Kazakhstan : Le régime massacre ses ouvriers22/12/20112011Journal/medias/journalnumero/images/2011/12/une2264.jpg.445x577_q85_box-0%2C104%2C1383%2C1896_crop_detail.jpg

Dans le monde

Kazakhstan : Le régime massacre ses ouvriers

Le 16 décembre 1991, les autorités du Kazakhstan, alors soviétique, se déclaraient indépendantes de l'URSS. Vingt ans plus tard, jour pour jour, les dirigeants kazakhs ont célébré cet anniversaire dans le sang : celui des grévistes du pétrole sur lesquels ils ont fait tirer à Janaozen, dans l'ouest du pays.

Depuis des mois, sept mois pour certains, les travailleurs de l'industrie pétrolière du Kazakhstan font grève, manifestent, se battent contre les compagnies locales (détenues par des proches du pouvoir) et étrangères. Ils réclament des salaires décents, l'amélioration de leurs conditions de travail, le droit d'avoir des syndicats autres qu'à la solde des autorités. Parfois, comme à Janaozen, ils doivent se battre même simplement pour obtenir le versement de primes de risque qui leur sont dues.

Durant tous ces mois, les grévistes, souvent aussitôt licenciés, ont eu à affronter les forces de police, l'armée, les hommes de main du patronat qui ont déjà tué des ouvriers, incendié les maisons de grévistes. Quant aux juges, ils font pleuvoir les peines de prison, en particulier contre les animateurs des comités de grève et des syndicats indépendants. Certains de ces militants, déjà plusieurs fois emprisonnés, savent leur vie menacée et doivent se cacher, parfois en Russie. Cela, même si la police politique du régime kazakh ne se prive pas de faire la chasse aux opposants réfugiés à l'étranger.

Le 16 décembre, les militaires et policiers envoyés à Janaozen ont tiré dans une foule de 1 500 grévistes, tuant 70 ouvriers de la compagnie pétrolière KBM et en blessant une centaine d'autres. Dès le lendemain, le pouvoir, qui avoue 15 morts et 86 blessés, a décrété l'état d'urgence pour vingt jours dans la ville : soumise à un blocus, tous les liens téléphoniques, routiers, ferroviaires et aériens avec l'extérieur ont été rompus.

Dans ces conditions, même si l'on sait que de sanglants affrontements ont suivi dans des localités voisines, on connaît mal le déroulement des événements qui ont abouti à un bain de sang à Janaozen.

Il semble qu'à l'origine les piquets de grève aient fait l'objet d'une provocation, peut-être concoctée par les autorités centrales, la foule se lançant alors à l'assaut de bâtiments publics protégés par des troupes de choc. Il se pourrait aussi que les manigances du magnat kazakh Ablyazov ne soient pas étrangères à ce massacre. Cet individu, qui a des intérêts dans le pétrole et qui vit en Occident depuis qu'il est tombé en disgrâce auprès du dictateur Nazarbaïev, cherche par tous les moyens à déstabiliser ce dernier. Avec son parti Alga, il se présente comme le chef d'une « opposition » responsable, dans l'espoir que les dirigeants occidentaux voient en lui une solution de rechange acceptable au cas où Nazarbaïev n'arriverait plus à tenir le pays en main.
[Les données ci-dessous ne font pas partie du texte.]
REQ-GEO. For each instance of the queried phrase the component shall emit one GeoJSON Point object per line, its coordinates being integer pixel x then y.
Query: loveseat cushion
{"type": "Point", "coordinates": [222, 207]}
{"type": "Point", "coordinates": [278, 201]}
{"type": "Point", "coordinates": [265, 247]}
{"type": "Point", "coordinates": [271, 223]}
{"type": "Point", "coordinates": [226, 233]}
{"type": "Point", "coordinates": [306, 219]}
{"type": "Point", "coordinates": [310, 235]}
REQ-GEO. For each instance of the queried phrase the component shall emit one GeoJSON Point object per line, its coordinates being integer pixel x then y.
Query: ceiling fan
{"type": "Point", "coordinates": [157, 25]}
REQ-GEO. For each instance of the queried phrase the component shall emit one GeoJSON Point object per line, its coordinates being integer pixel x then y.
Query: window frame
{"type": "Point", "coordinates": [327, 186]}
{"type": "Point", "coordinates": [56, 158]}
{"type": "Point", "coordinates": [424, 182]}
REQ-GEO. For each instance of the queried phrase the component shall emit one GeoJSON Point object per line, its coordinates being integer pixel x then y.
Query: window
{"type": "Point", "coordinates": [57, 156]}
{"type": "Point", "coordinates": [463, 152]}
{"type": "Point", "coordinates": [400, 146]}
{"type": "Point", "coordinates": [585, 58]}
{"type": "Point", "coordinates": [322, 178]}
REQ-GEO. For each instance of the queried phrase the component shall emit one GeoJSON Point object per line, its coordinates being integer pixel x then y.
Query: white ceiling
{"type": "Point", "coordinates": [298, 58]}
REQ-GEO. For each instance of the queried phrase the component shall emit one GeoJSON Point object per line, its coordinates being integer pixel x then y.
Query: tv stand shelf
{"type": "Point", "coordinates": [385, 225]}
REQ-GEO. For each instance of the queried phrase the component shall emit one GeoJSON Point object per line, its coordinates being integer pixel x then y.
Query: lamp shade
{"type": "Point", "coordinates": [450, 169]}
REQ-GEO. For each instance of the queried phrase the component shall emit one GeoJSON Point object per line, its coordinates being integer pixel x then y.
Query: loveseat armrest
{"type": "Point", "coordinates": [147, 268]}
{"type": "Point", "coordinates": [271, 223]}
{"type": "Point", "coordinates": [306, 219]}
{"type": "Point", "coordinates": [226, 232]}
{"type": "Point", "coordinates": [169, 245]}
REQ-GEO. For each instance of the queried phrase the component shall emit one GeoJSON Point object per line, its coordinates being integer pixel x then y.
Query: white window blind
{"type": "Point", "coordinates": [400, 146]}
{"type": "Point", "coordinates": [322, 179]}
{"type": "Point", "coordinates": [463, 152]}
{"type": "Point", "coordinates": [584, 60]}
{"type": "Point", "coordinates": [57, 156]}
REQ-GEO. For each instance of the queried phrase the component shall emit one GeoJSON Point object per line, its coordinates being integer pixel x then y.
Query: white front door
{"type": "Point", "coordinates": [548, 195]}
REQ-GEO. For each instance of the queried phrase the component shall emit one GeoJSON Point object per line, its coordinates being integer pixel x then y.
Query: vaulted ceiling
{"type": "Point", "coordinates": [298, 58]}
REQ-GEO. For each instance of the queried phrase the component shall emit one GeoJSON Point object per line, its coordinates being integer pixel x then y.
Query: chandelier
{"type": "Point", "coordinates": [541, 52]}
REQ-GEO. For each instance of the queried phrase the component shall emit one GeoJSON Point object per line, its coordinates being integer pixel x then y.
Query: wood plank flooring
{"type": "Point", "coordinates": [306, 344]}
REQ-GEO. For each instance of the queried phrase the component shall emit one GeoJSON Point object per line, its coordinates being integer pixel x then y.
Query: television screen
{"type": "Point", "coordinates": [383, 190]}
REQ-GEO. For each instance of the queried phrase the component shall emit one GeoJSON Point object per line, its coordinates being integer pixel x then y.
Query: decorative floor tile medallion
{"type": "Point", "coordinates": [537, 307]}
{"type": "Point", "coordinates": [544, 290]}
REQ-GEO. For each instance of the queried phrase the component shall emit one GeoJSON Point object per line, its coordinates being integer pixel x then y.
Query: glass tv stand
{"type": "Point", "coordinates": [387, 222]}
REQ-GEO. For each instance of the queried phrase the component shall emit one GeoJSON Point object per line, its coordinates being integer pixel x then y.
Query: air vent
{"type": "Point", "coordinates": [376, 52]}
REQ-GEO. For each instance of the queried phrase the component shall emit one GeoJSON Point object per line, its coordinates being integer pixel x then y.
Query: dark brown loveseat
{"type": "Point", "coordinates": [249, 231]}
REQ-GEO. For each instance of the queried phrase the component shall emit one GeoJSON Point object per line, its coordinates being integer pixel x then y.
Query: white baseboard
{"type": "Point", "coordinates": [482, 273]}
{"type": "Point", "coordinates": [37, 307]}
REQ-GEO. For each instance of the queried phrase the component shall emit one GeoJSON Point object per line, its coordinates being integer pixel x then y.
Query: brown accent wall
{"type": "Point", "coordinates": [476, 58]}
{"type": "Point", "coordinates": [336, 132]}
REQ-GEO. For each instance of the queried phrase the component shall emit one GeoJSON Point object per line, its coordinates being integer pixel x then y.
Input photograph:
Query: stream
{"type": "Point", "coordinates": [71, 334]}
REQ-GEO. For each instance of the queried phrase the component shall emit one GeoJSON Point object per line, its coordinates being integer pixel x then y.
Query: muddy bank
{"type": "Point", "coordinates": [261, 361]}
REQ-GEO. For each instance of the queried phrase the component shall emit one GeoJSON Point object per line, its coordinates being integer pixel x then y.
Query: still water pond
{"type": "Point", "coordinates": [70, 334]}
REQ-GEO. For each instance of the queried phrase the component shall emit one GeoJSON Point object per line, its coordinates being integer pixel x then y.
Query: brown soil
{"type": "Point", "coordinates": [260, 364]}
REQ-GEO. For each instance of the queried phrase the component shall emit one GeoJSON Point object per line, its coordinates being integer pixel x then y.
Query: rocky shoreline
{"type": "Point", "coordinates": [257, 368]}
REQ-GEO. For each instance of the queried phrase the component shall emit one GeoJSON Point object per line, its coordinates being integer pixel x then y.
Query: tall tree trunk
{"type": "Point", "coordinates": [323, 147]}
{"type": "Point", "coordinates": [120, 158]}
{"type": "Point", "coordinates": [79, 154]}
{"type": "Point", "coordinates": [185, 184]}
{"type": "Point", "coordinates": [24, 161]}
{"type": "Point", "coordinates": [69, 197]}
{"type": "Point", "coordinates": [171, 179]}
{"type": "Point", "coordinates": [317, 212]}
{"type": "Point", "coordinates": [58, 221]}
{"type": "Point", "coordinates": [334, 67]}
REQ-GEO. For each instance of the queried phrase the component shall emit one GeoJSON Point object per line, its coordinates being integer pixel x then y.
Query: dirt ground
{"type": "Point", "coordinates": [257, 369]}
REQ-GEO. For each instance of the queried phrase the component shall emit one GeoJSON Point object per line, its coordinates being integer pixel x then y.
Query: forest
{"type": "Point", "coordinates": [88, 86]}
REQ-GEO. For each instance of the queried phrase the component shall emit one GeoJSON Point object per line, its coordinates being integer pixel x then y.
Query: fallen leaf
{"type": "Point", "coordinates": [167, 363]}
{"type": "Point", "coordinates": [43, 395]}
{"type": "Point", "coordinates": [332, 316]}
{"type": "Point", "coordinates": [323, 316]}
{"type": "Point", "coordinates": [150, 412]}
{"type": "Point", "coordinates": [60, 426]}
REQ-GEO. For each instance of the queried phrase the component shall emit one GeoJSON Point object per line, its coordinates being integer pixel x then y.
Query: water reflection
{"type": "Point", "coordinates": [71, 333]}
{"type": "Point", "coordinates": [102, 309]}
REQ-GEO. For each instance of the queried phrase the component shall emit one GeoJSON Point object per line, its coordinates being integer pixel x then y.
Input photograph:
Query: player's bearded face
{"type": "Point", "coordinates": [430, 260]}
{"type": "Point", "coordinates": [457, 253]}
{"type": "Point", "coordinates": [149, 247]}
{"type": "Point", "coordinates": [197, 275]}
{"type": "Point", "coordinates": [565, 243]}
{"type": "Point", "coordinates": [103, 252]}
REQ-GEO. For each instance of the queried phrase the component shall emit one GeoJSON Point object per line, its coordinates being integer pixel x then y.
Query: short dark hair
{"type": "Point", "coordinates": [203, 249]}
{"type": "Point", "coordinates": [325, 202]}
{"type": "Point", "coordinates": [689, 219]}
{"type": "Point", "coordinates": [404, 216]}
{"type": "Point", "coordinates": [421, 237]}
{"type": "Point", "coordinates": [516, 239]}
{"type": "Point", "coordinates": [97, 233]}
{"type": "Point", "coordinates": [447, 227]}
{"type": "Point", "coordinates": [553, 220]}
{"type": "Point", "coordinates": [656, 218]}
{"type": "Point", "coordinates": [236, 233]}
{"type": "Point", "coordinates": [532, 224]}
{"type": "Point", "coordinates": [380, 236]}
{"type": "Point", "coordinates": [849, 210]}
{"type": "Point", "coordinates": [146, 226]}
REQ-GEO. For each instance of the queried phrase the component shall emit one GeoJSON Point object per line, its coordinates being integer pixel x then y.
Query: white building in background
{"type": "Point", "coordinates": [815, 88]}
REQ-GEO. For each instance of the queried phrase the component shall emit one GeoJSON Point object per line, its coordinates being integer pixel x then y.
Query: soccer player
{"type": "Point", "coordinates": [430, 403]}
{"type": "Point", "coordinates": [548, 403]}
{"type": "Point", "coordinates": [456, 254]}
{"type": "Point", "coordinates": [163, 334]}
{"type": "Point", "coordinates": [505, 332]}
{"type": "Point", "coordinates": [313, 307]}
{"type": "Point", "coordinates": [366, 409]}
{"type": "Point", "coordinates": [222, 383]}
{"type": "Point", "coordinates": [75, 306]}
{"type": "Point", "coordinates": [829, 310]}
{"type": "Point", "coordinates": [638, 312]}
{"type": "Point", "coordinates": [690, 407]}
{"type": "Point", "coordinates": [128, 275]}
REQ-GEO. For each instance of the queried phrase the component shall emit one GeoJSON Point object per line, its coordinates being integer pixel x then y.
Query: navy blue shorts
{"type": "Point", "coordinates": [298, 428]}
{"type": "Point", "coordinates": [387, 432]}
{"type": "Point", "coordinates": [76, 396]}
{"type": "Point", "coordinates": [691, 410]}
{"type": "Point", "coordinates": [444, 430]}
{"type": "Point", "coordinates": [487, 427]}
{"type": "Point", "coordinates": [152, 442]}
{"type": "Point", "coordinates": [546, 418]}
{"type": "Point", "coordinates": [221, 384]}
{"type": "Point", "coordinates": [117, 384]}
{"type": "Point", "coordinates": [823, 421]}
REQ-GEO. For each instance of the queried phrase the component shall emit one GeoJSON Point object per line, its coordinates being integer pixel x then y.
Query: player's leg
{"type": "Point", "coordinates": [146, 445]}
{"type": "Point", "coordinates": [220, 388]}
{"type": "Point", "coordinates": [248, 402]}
Alors, à un mois d'un scrutin législatif dans ce pays, tous les coups sont bons entre Nazarbaïev et son rival, y compris si cela fait des victimes parmi les travailleurs.

En attendant, comme son ami Poutine face aux manifestants russes, le président kazakh voit la « main de l'Occident » et des « fonds étrangers » derrière tout ce qui peut le menacer.

L'Occident quant à lui observe un silence complice, car le régime est un partenaire d'affaires de grandes sociétés internationales, chinoises, mais aussi américaines, françaises, allemandes, britanniques, surtout dans les hydrocarbures, mais aussi dans les mines, la construction, l'armement. De plus, par sa position géographique, sa taille et son relatif développement économique, ce pays fait figure de puissance régionale, que les États impérialistes ont intérêt à ménager dans une Asie centrale en proie à de multiples tensions.

Alors, l'Union européenne et les États-Unis évitent ce qui pourrait froisser cette dictature et donc gâter leurs fructueuses relations avec elle. Cela suffirait à expliquer pourquoi, sauf exceptions, les grands médias d'Europe et d'Amérique n'ont jamais trouvé le temps en sept mois de parler de ces grèves. C'est seulement devant l'ampleur d'une répression difficile à passer complètement sous silence que la presse laisse maintenant filtrer quelques informations sur ce régime corrompu, dictatorial, assassin d'ouvriers et... choyé par les dirigeants des pays dits démocratiques.